Дина Рубина. Медная шкатулка

Дина Рубина. Медная шкатулка. — М.: Эксмо, 2015. — 416 с.

Рассказы сборника «Медная шкатулка» так похожи на истории, поведанные добрым и мудрым попутчиком. Невольно начинаешь сочувствовать и сопереживать, казалось бы, совсем незнакомым людям. И даже не замечаешь, как сам при этом становишься добрее и мудрее… В новой книге Дины Рубиной перекликаются голоса, повествующие о множестве пронзительных человеческих судеб.

Тополев переулок

Софье Шуровской

1

Тополев переулок давно снесен с лица земли…

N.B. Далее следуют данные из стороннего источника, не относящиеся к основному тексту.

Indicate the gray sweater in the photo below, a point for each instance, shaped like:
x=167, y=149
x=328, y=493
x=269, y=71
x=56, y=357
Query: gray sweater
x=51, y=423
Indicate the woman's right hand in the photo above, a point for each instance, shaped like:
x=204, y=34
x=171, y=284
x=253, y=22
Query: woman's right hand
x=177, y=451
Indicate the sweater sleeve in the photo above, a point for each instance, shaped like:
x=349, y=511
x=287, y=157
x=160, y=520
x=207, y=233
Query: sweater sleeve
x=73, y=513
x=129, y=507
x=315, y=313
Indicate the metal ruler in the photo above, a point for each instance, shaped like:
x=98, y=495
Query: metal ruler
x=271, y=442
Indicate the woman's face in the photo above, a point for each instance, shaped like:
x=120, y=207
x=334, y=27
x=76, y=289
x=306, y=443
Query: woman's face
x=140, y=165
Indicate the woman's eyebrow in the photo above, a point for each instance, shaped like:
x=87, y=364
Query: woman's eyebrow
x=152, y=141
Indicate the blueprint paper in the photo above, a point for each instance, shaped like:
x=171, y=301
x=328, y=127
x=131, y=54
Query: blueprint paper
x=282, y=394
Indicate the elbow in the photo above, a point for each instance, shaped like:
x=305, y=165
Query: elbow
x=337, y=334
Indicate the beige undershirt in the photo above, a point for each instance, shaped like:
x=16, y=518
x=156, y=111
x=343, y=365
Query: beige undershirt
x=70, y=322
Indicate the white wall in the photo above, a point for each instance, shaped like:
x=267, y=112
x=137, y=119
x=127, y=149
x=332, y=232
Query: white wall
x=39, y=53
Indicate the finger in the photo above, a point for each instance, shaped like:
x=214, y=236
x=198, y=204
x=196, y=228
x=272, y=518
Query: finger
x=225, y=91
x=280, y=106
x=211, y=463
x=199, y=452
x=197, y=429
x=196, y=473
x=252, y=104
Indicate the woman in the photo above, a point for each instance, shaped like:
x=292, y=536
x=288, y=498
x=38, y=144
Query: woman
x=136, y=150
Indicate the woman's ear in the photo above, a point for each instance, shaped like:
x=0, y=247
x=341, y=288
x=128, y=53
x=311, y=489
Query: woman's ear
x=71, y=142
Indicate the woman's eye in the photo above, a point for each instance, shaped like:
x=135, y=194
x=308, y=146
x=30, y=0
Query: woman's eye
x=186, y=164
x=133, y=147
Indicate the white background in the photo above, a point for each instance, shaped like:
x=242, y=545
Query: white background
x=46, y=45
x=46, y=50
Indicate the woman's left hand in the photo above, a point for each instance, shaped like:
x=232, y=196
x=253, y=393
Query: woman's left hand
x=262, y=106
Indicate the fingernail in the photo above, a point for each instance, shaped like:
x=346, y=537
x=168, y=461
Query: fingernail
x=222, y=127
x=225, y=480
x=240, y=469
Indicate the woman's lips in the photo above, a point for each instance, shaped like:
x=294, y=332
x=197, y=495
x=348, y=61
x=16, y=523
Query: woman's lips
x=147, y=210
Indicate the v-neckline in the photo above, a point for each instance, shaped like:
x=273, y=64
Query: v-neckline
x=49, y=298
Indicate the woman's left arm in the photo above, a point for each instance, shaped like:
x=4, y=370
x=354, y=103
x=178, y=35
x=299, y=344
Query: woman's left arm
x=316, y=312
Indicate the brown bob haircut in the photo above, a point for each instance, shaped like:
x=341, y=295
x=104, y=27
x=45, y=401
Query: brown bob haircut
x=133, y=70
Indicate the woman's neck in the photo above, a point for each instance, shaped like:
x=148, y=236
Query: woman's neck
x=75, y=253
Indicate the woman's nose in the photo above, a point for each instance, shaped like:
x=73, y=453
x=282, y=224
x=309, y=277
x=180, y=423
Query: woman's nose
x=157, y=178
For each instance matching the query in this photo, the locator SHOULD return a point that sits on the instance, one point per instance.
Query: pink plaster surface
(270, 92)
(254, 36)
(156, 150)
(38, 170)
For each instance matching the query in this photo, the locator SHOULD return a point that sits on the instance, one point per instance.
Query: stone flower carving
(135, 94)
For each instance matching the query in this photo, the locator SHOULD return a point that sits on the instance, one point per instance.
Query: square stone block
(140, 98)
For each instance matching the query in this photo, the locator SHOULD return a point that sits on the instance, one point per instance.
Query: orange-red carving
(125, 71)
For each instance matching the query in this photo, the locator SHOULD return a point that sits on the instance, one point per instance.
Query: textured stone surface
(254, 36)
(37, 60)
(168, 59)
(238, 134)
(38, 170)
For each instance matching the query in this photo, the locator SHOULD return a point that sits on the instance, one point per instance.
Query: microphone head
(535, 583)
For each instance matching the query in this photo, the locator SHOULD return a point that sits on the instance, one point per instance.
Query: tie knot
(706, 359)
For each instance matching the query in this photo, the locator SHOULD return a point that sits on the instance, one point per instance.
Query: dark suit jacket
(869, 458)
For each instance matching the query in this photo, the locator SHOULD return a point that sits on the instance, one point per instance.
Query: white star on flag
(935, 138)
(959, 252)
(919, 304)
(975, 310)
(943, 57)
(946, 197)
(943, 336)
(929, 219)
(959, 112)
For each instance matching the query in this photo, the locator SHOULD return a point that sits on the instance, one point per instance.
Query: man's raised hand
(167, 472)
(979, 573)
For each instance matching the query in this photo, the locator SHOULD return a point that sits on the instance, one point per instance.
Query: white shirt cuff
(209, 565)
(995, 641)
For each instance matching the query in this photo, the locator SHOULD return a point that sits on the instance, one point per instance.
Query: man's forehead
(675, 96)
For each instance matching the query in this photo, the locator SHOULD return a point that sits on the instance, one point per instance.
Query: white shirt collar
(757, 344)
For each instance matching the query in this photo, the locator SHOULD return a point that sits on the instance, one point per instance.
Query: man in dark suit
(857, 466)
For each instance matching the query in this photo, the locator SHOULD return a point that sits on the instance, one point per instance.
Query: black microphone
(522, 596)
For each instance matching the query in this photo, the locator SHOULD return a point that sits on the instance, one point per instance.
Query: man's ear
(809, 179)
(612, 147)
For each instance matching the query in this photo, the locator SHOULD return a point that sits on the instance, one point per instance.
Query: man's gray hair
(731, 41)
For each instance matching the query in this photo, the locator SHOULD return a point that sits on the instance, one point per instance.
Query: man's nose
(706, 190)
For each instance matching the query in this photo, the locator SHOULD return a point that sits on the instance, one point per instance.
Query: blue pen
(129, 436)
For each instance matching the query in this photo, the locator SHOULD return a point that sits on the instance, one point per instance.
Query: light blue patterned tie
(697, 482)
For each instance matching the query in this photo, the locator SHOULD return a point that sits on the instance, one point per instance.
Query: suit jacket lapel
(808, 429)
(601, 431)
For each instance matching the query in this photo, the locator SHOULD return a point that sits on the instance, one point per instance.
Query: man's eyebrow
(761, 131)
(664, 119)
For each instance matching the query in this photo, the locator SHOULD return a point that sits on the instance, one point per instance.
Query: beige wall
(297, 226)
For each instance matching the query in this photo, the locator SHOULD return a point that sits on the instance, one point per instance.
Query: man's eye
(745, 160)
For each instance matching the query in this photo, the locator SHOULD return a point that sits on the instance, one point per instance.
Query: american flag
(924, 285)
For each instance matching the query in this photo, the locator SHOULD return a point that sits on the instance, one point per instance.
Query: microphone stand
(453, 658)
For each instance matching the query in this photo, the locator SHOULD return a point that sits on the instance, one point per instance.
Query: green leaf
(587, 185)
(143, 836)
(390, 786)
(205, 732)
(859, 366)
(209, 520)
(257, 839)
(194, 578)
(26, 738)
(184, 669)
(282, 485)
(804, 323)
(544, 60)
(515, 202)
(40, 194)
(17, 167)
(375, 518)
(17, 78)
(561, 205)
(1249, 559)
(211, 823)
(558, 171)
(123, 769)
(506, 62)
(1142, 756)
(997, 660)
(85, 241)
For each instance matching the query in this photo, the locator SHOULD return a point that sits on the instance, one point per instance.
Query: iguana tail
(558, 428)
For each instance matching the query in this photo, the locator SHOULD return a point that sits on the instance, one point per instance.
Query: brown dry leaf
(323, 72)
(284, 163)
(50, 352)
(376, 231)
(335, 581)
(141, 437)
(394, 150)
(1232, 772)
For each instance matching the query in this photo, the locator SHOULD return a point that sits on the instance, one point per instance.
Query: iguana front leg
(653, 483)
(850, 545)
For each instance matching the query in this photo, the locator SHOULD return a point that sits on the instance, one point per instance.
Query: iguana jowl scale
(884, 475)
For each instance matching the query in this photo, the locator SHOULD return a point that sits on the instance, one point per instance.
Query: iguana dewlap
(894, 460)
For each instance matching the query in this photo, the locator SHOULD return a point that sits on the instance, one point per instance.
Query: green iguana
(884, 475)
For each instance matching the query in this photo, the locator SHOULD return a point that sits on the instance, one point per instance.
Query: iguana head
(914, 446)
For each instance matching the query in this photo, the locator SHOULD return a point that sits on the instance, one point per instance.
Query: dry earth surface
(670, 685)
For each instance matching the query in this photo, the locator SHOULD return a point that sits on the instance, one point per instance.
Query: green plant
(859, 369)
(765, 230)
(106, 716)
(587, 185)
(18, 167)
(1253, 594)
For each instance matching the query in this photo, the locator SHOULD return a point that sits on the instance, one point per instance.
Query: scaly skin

Он протекал в районе Мещанских улиц — булыжная мостовая, дома не выше двух­трех этажей, палисадники за невысокой деревянной оградкой, а там среди георгинов, подсолнухов и «золотых шаров» росли высоченные тополя, так что в положенный срок над переулком клубился и залетал в глубокие арки бесчисленных проходных дворов, сбивался в грязные кучи невесомый пух.

Чтобы представить себе Тополев, надо просто мысленно начертить букву Г, одна перекладина которой упирается в улицу Дурова, а вторая — в Выползов переулок. В углу этой самой буквы Г стоял трехэтажный дом с очередным огромным проходным двором, обсиженным хибарами с палисадниками. Дом номер семь. Обитатели переулка произносили: домсемь. Это недалеко, говорили, за домсемем; выйдете из домсемя, свернете налево, а там — рукой подать.

Рукой подать было до улицы Дурова, где жил своей сложной жизнью знаменитый Уголок Дурова. Каждое утро маленький человечек в бриджах выводил на прогулку слониху Пунчи и верблюда Ранчо, так что в Тополевом переулке эти животные не считались экзотическими.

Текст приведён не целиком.